Open generic-github-user opened 6 years ago
Generator network does not actually train; loss value not changing when discriminator training function is disabled, even after discriminator network training.
Generator network loss completely minimized when varList is disabled. Discriminator network is untrainable after this point.
The discriminator network does train when its trainable variables (varList) are defined (and the generator network training function is disabled, to isolate loss value changes), unlike the generator network. This indicates that the trainable variables are correctly defined, so something else must be preventing the generator network from training.

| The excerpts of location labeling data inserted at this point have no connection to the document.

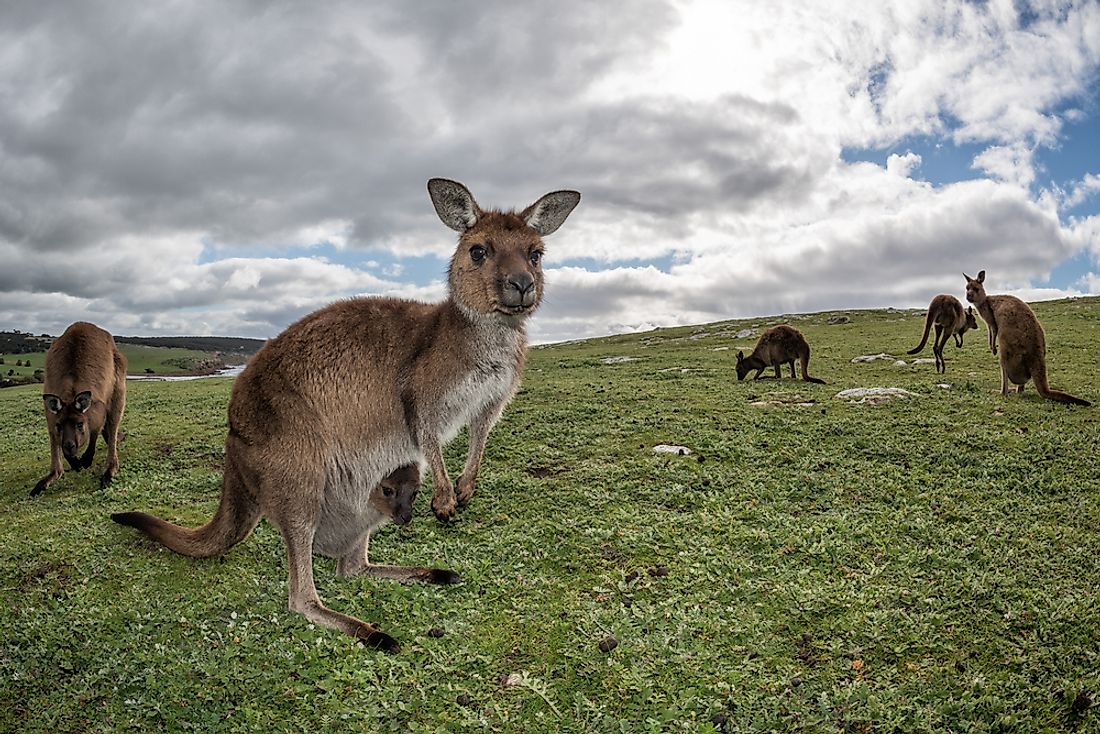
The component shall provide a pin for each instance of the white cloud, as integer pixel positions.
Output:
(705, 134)
(902, 165)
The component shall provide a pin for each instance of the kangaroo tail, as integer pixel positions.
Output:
(924, 338)
(805, 367)
(1044, 389)
(238, 514)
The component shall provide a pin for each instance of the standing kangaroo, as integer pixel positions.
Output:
(1016, 333)
(85, 393)
(329, 407)
(777, 346)
(950, 319)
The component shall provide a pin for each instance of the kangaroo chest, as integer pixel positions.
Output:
(488, 382)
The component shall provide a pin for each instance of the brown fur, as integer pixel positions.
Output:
(778, 346)
(85, 394)
(1016, 335)
(950, 319)
(329, 407)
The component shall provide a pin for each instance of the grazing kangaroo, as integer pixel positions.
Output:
(777, 346)
(329, 407)
(85, 394)
(950, 319)
(1015, 332)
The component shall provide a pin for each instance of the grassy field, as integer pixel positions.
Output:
(815, 565)
(139, 358)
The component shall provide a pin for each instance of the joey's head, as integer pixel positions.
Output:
(497, 267)
(743, 369)
(971, 321)
(975, 287)
(396, 494)
(69, 422)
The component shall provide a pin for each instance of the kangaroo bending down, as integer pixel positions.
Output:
(85, 394)
(1016, 335)
(333, 404)
(950, 319)
(778, 346)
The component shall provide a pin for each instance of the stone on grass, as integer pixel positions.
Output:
(671, 448)
(872, 395)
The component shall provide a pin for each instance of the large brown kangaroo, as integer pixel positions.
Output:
(778, 346)
(329, 407)
(1015, 332)
(950, 319)
(85, 394)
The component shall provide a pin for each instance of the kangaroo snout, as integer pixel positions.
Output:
(518, 289)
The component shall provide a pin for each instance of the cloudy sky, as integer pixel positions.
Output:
(226, 167)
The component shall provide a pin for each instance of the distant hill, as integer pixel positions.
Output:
(224, 344)
(22, 342)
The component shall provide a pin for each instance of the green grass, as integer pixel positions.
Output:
(160, 359)
(927, 563)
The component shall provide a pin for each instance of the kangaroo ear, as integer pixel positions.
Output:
(83, 402)
(454, 204)
(548, 214)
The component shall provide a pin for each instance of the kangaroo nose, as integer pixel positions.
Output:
(519, 289)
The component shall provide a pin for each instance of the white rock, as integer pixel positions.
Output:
(669, 448)
(872, 394)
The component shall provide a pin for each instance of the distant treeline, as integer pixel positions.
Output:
(223, 344)
(20, 342)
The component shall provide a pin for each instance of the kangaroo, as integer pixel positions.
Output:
(330, 406)
(947, 314)
(391, 502)
(85, 394)
(1015, 332)
(777, 346)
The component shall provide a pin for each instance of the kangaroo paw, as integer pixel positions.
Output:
(443, 507)
(442, 576)
(376, 639)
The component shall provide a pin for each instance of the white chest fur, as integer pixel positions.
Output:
(488, 379)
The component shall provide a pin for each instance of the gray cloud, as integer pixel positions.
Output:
(138, 141)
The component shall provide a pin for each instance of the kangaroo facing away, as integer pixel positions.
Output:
(778, 346)
(1016, 335)
(85, 394)
(351, 392)
(950, 319)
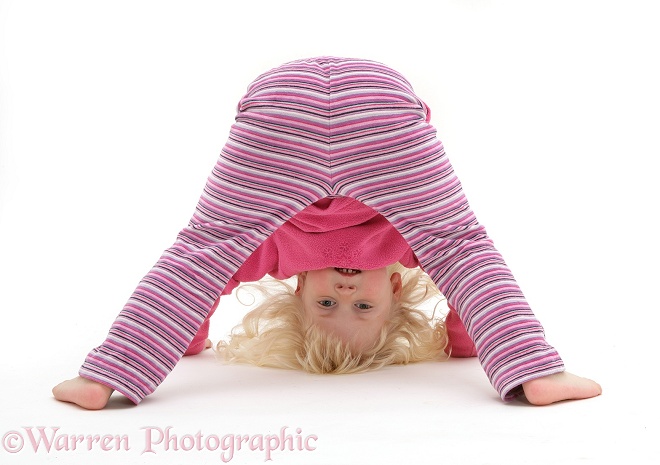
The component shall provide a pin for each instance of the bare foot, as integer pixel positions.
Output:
(558, 387)
(83, 392)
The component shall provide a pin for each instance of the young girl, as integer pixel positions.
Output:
(332, 172)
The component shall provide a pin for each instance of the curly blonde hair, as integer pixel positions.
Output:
(277, 332)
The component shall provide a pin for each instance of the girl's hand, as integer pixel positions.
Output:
(558, 387)
(83, 392)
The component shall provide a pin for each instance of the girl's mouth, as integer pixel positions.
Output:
(347, 271)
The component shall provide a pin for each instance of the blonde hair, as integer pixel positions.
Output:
(278, 334)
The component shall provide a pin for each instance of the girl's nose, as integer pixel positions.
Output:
(344, 288)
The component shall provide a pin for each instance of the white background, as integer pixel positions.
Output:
(112, 115)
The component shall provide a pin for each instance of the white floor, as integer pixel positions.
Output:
(111, 117)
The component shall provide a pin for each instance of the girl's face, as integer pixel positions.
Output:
(351, 304)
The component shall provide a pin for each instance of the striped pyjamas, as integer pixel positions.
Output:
(310, 129)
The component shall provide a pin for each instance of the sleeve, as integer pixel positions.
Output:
(417, 191)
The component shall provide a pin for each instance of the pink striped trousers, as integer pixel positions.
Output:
(304, 131)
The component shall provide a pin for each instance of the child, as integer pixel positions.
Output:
(332, 172)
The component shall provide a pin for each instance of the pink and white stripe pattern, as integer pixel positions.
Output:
(305, 131)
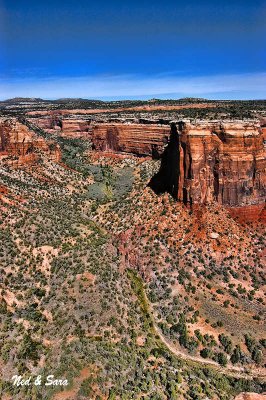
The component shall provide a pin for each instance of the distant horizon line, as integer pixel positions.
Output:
(104, 100)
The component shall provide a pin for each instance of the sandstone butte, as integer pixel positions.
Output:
(21, 146)
(250, 396)
(202, 161)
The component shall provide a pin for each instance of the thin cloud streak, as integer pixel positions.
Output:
(235, 86)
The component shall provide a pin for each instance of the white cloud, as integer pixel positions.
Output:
(235, 86)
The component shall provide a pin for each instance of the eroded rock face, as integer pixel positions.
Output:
(223, 162)
(251, 396)
(19, 145)
(139, 139)
(206, 161)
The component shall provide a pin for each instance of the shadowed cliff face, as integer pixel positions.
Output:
(167, 179)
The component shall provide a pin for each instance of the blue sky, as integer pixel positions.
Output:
(133, 49)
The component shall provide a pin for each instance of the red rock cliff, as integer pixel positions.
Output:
(19, 145)
(210, 160)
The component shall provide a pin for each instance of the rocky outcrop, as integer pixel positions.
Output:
(19, 145)
(139, 139)
(72, 128)
(202, 161)
(251, 396)
(223, 162)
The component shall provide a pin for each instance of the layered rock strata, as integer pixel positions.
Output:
(19, 145)
(202, 161)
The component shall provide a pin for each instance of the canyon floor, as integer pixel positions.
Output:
(126, 293)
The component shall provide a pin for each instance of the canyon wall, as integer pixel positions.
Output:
(202, 161)
(19, 145)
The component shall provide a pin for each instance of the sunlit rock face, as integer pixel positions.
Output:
(19, 145)
(250, 396)
(206, 161)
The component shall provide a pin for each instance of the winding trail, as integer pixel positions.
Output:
(238, 372)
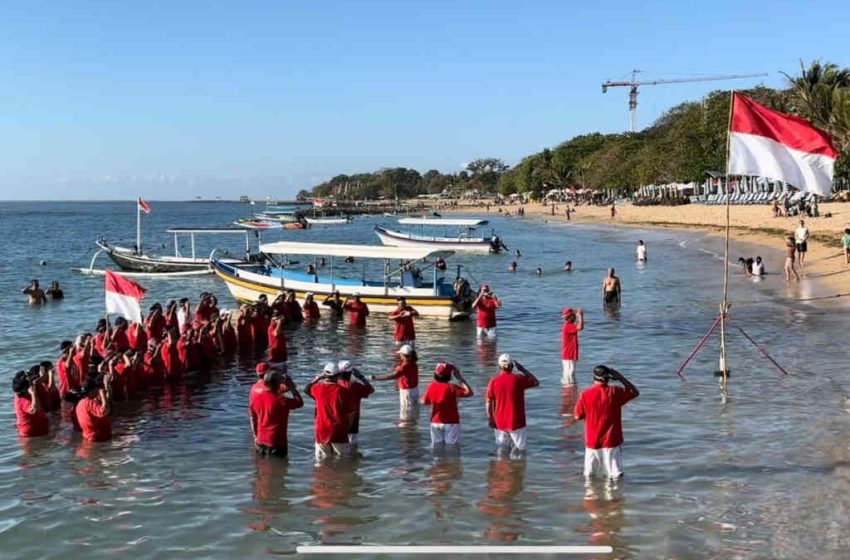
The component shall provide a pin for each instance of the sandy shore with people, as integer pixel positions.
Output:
(751, 224)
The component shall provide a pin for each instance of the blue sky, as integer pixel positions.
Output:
(170, 100)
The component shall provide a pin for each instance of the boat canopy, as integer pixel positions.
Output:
(461, 222)
(355, 251)
(207, 230)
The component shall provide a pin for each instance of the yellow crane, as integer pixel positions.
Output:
(633, 84)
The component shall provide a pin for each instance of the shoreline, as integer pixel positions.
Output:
(752, 225)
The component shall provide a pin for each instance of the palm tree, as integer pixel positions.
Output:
(821, 94)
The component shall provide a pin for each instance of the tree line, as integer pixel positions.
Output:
(680, 146)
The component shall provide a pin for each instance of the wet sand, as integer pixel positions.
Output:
(751, 224)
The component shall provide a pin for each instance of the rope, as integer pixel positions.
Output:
(762, 350)
(697, 348)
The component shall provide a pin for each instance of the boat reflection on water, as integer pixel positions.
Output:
(603, 501)
(505, 480)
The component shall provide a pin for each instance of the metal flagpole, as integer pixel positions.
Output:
(723, 372)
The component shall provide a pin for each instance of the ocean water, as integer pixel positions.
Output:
(763, 475)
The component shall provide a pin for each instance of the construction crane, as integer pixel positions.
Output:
(633, 84)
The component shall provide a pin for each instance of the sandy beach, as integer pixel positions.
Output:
(751, 224)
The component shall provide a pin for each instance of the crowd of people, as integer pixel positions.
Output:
(118, 362)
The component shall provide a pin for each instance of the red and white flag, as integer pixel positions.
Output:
(144, 206)
(779, 146)
(123, 297)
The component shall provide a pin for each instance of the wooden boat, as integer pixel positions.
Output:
(461, 240)
(130, 259)
(397, 277)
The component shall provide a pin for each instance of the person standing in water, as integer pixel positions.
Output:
(35, 294)
(611, 288)
(641, 252)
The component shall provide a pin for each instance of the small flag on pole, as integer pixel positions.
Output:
(123, 297)
(779, 146)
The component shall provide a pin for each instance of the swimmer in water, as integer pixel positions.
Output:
(35, 294)
(611, 288)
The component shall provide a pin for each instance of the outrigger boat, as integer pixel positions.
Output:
(399, 277)
(462, 241)
(131, 259)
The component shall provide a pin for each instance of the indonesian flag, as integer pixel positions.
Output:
(123, 297)
(144, 206)
(779, 146)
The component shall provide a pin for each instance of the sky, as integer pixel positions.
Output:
(173, 100)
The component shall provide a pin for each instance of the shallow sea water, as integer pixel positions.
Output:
(764, 475)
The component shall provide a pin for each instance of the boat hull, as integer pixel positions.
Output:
(248, 284)
(399, 239)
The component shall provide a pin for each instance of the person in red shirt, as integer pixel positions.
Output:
(359, 310)
(311, 308)
(486, 304)
(277, 339)
(332, 413)
(155, 323)
(94, 409)
(407, 376)
(269, 413)
(506, 404)
(357, 392)
(573, 323)
(600, 407)
(403, 315)
(31, 419)
(442, 395)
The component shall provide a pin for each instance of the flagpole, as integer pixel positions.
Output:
(138, 227)
(724, 305)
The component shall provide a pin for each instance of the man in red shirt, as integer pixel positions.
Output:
(405, 333)
(357, 392)
(31, 419)
(269, 412)
(486, 304)
(359, 310)
(442, 395)
(407, 376)
(94, 409)
(506, 404)
(332, 413)
(599, 405)
(569, 344)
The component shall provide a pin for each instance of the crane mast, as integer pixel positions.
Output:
(634, 83)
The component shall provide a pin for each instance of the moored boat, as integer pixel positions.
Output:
(398, 277)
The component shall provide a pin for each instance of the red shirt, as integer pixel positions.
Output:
(569, 342)
(404, 329)
(359, 312)
(486, 313)
(311, 310)
(271, 417)
(30, 425)
(95, 424)
(356, 393)
(443, 400)
(508, 391)
(277, 345)
(600, 406)
(332, 408)
(409, 378)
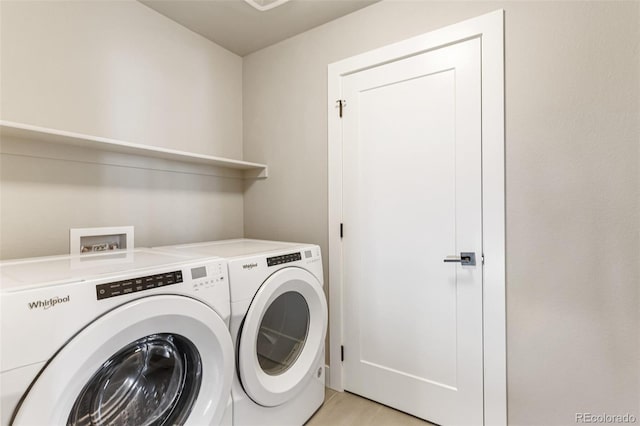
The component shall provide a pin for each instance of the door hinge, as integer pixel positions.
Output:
(341, 105)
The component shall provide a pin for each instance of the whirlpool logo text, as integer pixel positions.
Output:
(50, 303)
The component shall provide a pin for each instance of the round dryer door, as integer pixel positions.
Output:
(282, 336)
(160, 360)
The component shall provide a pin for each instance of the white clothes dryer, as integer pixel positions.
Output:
(136, 337)
(278, 327)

Labels for tf.losses.logLoss() function were placed as the second argument, instead of the first. Resolving this issue did not affect the performance of the training algorithm.
Generator network now briefly training with discriminator network training disabled, but output values quickly explode:
Tensor
[[9697017987072, 12064277921792, 0, ..., 0, 0, 10895708127232],]
Tensor
[[0, 32100208082944, 0, ..., 0, 30390397960192, 26206128832512],]
The generator network likely tricks the discriminator network (which has not yet learned this characteristic of generated data) using arbitrarily large values.
The discriminator network could also be overfitting and not generalizing, due to the low amount of training data.
I think it's fixed. Decreased learning rate for adam optimizer used to train the generator network. Pixel levels are still inaccurate (dark images are generated, most training images are mostly white). Even when tested on one training image (to test copying of training data), this error still occurs.
Testing has confirmed that the discriminator network trains well; however, the generator network is almost impossible to train.